When Every Educator in a Middle School Shadows a Student for a Day

A transformative experience that will inform your approach to teaching

As educators, we take a mental snapshot of our students. We figure the funny seventh grader who goofs off with boys in the hallway has plenty of friends to sit with at lunch. We assume the cynical loner who tries to sleep through our class is checked out across the board.

Recently, every educator in Sheridan’s middle school joined the Shadow a Student Challenge, an empathy-building experience that involved trailing a student for an entire day. We logged detailed notes about what we saw, heard, learned and wondered. We took photos and drew sketches to capture their experience. We tried to act like curious, nonjudgmental anthropologists.

As we recorded sights, sounds and stories, we quickly realized we knew a lot less about our students’ internal lives or school experience than we thought.

Jay Briar, an eighth grade teacher, says the shadowing will inform his teaching practices. “I followed an outgoing, well-liked kid and discovered he spends more time on his own, lost in his thoughts than I would have predicted,” he explains.

“As teachers, we see students in their ‘on’ moments, so it was interesting to see him in his ‘off’ moments.” This boy, he notes, is usually one of the first to jump into class discussions, but now that Briar has observed his introspective tendencies, he plans to take a different approach with him. “I am going to give him more time to think before calling on him, even though he’s readily able to contribute.” He says the experience was a good reminder that extroverted talkers also benefit from wait time.

Our head of school, Jessica Lee, found the experience similarly eye-opening.
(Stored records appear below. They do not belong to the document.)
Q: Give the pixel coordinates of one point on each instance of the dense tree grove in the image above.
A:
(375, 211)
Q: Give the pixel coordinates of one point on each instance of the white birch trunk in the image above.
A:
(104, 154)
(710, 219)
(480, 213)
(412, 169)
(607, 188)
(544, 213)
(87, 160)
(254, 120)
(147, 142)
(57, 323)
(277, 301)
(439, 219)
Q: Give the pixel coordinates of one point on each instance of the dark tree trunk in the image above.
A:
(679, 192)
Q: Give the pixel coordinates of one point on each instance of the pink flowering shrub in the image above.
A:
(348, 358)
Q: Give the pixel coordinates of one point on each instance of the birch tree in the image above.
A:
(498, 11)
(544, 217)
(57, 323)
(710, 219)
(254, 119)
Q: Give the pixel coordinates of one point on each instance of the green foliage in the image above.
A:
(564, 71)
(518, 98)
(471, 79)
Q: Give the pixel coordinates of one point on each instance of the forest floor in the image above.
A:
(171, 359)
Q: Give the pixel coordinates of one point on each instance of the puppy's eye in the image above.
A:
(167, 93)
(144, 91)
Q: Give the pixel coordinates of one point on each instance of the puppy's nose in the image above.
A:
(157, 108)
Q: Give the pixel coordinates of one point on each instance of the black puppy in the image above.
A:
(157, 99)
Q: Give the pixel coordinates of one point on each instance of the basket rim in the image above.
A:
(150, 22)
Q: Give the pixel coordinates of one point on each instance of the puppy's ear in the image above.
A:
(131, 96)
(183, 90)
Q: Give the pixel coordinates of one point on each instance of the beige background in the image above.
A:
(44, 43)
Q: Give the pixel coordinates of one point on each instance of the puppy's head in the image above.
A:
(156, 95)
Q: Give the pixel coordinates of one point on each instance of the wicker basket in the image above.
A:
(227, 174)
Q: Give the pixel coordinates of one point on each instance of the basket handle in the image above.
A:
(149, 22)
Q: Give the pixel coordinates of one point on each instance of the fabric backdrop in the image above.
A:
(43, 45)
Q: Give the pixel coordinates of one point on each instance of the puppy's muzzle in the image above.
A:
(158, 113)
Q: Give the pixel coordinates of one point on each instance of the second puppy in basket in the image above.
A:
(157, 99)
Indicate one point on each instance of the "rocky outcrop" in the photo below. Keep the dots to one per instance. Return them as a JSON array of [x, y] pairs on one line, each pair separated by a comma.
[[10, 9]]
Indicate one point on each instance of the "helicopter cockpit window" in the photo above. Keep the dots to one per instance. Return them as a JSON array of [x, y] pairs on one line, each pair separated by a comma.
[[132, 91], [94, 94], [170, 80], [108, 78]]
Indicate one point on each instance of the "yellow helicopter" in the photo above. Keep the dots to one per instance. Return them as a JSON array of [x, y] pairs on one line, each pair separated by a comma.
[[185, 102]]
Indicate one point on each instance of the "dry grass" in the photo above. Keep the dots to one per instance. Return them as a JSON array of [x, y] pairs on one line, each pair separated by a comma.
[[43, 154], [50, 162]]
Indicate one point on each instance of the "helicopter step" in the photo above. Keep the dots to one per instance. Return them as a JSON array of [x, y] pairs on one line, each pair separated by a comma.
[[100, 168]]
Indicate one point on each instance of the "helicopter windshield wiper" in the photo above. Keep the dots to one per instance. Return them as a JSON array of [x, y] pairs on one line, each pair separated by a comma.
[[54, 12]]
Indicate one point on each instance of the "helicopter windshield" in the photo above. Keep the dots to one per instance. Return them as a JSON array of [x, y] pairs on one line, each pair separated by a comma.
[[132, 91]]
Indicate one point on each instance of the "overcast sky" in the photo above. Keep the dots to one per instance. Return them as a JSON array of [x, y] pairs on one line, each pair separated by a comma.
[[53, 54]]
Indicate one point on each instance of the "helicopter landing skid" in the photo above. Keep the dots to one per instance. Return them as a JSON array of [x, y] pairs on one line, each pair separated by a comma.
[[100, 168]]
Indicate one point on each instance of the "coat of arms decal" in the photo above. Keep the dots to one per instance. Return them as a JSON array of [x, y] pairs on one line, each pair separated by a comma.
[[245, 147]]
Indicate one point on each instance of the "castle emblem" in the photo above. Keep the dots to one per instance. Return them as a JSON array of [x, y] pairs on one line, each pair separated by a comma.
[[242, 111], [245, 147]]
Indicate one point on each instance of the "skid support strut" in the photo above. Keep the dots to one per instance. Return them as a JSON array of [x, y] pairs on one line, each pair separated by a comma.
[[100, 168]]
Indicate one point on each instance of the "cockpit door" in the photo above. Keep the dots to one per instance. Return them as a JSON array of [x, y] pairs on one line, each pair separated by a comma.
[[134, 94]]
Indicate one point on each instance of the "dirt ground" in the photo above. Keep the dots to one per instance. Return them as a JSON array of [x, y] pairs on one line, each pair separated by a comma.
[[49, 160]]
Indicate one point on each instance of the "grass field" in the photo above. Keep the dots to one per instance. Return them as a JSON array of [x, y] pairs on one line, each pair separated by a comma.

She was surprised to discover how easily kids this age paired with anyone. “No one said, ‘ugh, why do I have to be paired with him,” she says. “Everyone was easygoing and stayed on task.” Lee also was struck by how often kids had to sit and be quiet while teachers lectured them. “It’s an unnatural way for them to behave,” she says, adding that she plans to address that to better reflect the school’s commitment to keeping kids active.

Eileen Hughes, another eighth grade teacher, also noticed the need to incorporate more movement, particularly in longer class blocks. She saw her student come alive in PE, visibly happier and more engaged. She too plans to tweak her teaching approach. “Instead of a turn and talk activity, I may try a stand and walk activity to get everyone up and mingling,” she says. She hopes to get all students more involved in general.

Over the course of the day, she realized that her student was able to get away with saying nothing in any of his classes. “I want to build in more ways to make sure that students have to talk and produce, even if it’s exit tickets or a Google form.” She also wants to enhance communication among teachers so that quiet students don’t slip through the cracks.

Hughes also made observations about her student’s experience of his social world. This particular child often complains that his peers criticize and reject him, but Hughes saw kids trying to include him. “He feels like he has no friends and that teachers ignore him,” Hughes explains, “but as an objective bystander, I saw something different.” She plans to partner with me, the school counselor, to work on the boy’s ability to consider alternative perspectives.

As I shadowed my own assigned seventh grade student, I not only made observations about her experience, I got valuable insights into group dynamics and students’ emotional well-being. I saw which students seemed adrift at lunch and which ones lacked confidence in PE. I overheard conversations about academic stress and gained a newfound appreciation for how self-conscious middle schoolers feel when they make a mistake, whether it’s a botched somersault in gym or a missed vocabulary word in Spanish class. Even a minor stumble can leave kids feeling unmoored for hours.

The day was exhausting, but as Briar notes, “it was a chance to step back and assess our accepted practices, and to see if they are actually doing what we hope.”